The Pan African Cultural Festival, 1969

From Bruno Barbey's Lens

By Seth Markle
Photographs: Courtesy of Bruno Barbey

 

Photo: Delegation from Guinea with posters of Guinean president Sekou Toure

 

During the summer of ’69, four thousand artists representing thirty-one nations and six African liberation groups converged on Algiers, Algeria for ten mind blowing days.  Conceived by member states of the Organization of African Unity two years earlier, the Pan African Cultural Festival was envisioned to be a “presentation of modern and traditional theater, dance, music and art exhibitions.”  In the words of the Algerian President Boumedienne the festival was going to be a “passionate outpouring of cultural nationalism.”  Poets, dancers, musicians, photographers, intellectuals, freedom fighters, politicians, diplomats, and journalists all descended on Algiers to share in a transnational dialogue on the future of African unity.

 

In addition to performances, panel discussions were held to address the state of continental political affairs.  One of the more pertinent philosophical questions put on the discussion table was:  Can culture be used as a weapon of liberation?  Festival participants didn’t reach much of a consensus, and unfortunately conflicting political positions overshadowed the dynamic musical exchange on display.  However, the festival was one those rare moments in history where one could get directly exposed to the musical genius of Africa and her diaspora.

 

Photo: Eldridge Cleaver, leader of the Black Panther Party for Self-Defense

 

 

Photo: Live performance by Archie Shepp, Ted Joans, and others.

 

For Moroccan born French photographer, Bruno Barbey, the festival provided the chance to visually document all things associated with African arts and culture as it all converged in the North African capitol city.  Barbey was particularly captivated by the presence of Black Panthers, African American political activists who were forced into exile and living in Algiers and other African countries such as Eldridge Cleaver and Stokely Carmichael.

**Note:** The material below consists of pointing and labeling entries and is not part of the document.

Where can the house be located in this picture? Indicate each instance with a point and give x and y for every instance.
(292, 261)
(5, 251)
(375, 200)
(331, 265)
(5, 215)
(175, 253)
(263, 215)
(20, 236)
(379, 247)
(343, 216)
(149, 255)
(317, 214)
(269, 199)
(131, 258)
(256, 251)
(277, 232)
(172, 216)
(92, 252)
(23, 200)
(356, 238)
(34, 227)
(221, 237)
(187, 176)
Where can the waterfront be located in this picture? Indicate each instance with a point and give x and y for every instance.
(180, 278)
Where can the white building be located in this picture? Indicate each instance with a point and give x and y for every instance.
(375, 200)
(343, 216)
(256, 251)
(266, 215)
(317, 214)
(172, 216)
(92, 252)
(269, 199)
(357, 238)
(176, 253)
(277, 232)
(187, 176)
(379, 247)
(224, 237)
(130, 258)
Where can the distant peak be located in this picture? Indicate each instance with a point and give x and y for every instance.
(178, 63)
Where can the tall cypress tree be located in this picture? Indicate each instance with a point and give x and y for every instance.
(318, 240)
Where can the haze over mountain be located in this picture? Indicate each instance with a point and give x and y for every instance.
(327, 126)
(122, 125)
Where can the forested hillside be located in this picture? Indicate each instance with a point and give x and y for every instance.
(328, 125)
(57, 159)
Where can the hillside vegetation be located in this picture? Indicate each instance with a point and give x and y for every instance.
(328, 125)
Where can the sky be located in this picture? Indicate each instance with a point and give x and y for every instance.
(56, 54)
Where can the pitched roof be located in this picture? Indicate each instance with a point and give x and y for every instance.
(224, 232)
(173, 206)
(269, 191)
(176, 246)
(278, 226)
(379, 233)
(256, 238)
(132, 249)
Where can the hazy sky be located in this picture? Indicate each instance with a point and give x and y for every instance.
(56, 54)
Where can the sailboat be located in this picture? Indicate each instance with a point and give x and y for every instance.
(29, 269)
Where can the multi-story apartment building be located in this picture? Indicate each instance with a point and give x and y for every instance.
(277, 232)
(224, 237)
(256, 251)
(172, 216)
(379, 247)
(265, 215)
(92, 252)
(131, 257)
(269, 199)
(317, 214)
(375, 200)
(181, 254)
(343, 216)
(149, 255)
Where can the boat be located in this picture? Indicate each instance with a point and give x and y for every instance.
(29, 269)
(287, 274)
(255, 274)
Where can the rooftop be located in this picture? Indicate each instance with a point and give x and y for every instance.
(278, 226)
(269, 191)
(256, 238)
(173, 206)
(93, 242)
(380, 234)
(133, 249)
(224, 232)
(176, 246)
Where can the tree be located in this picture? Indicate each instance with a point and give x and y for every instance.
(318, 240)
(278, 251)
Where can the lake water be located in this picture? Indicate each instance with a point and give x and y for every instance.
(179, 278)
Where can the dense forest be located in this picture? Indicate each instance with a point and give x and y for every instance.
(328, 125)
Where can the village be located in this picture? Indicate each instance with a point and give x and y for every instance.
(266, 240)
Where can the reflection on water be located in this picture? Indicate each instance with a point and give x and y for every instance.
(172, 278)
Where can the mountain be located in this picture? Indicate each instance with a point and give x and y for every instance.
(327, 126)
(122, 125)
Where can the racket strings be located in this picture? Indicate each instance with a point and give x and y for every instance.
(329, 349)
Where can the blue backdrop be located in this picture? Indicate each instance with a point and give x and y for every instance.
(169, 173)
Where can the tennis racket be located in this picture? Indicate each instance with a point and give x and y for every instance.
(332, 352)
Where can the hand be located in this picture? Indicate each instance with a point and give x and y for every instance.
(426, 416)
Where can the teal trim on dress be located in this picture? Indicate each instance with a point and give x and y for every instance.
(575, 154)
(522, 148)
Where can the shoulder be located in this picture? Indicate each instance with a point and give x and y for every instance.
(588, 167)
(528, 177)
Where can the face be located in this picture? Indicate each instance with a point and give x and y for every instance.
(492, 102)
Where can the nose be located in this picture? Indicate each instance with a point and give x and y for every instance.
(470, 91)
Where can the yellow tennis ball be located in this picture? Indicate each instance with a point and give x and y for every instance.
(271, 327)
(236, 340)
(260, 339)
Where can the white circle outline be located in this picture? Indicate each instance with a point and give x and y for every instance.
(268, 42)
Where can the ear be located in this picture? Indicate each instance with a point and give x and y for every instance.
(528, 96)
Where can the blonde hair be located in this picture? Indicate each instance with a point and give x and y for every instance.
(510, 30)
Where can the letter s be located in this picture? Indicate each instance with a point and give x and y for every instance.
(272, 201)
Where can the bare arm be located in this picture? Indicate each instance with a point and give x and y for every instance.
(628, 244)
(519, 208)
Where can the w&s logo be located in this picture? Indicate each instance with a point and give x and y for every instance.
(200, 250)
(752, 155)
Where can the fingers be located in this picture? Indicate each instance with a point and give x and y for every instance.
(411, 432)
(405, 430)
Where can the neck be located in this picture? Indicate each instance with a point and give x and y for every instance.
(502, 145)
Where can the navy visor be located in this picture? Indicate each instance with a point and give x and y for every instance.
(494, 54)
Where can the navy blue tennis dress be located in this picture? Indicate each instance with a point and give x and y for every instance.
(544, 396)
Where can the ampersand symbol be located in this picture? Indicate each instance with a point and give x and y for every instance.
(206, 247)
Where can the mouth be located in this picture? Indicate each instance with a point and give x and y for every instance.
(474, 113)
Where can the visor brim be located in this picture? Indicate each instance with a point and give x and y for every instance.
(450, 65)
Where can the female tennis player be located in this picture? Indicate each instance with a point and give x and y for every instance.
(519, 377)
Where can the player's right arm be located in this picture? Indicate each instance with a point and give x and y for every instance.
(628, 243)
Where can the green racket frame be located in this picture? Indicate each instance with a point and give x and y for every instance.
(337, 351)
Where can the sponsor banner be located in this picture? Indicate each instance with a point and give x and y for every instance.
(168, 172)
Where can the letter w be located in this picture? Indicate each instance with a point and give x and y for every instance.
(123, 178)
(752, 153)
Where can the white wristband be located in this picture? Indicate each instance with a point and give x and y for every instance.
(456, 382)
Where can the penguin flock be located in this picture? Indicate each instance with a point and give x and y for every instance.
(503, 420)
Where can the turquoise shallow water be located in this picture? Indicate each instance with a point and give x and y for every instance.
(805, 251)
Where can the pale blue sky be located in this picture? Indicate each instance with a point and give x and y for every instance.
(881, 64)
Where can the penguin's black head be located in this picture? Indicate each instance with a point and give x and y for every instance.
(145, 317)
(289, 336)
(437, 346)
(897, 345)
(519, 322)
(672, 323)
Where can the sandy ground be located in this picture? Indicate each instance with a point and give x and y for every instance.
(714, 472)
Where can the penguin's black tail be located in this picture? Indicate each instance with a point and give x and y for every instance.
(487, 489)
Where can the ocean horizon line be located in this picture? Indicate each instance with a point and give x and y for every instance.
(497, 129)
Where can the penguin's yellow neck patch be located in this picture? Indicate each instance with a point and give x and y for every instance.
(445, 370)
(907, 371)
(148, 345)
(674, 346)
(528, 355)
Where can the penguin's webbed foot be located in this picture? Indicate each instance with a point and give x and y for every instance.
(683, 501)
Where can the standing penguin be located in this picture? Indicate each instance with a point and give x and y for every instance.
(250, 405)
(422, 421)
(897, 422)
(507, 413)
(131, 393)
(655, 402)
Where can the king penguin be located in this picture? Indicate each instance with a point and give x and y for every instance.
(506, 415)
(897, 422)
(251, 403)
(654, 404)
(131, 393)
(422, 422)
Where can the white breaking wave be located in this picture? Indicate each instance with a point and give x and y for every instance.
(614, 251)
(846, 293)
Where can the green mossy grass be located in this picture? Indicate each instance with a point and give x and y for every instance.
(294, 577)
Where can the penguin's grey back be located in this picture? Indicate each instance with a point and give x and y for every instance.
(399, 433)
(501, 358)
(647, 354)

When covering the Panthers by day, Barbey snapped a number of photographs of the live musical performances by a bad ass delegation of African American artists, including jazz saxaphonist Archie Shepp; the poets Haki Madhubuti and Ted Joans; jazz vocalist Nina Simone; jazz drummer Max Roach; writer Nathan Hare; playwright Ed Bullins; and gospel singer Marian Williams.

 

Photo: Stokely Carmichael

 

Over the course of those ten glorious days of reconnection and rebirth in Algiers, where spoken word and free jazz licks blended with African folk sounds, Barbey and his camera somehow managed to skillfully bear witness to an intriguing historical and transcultural exchange.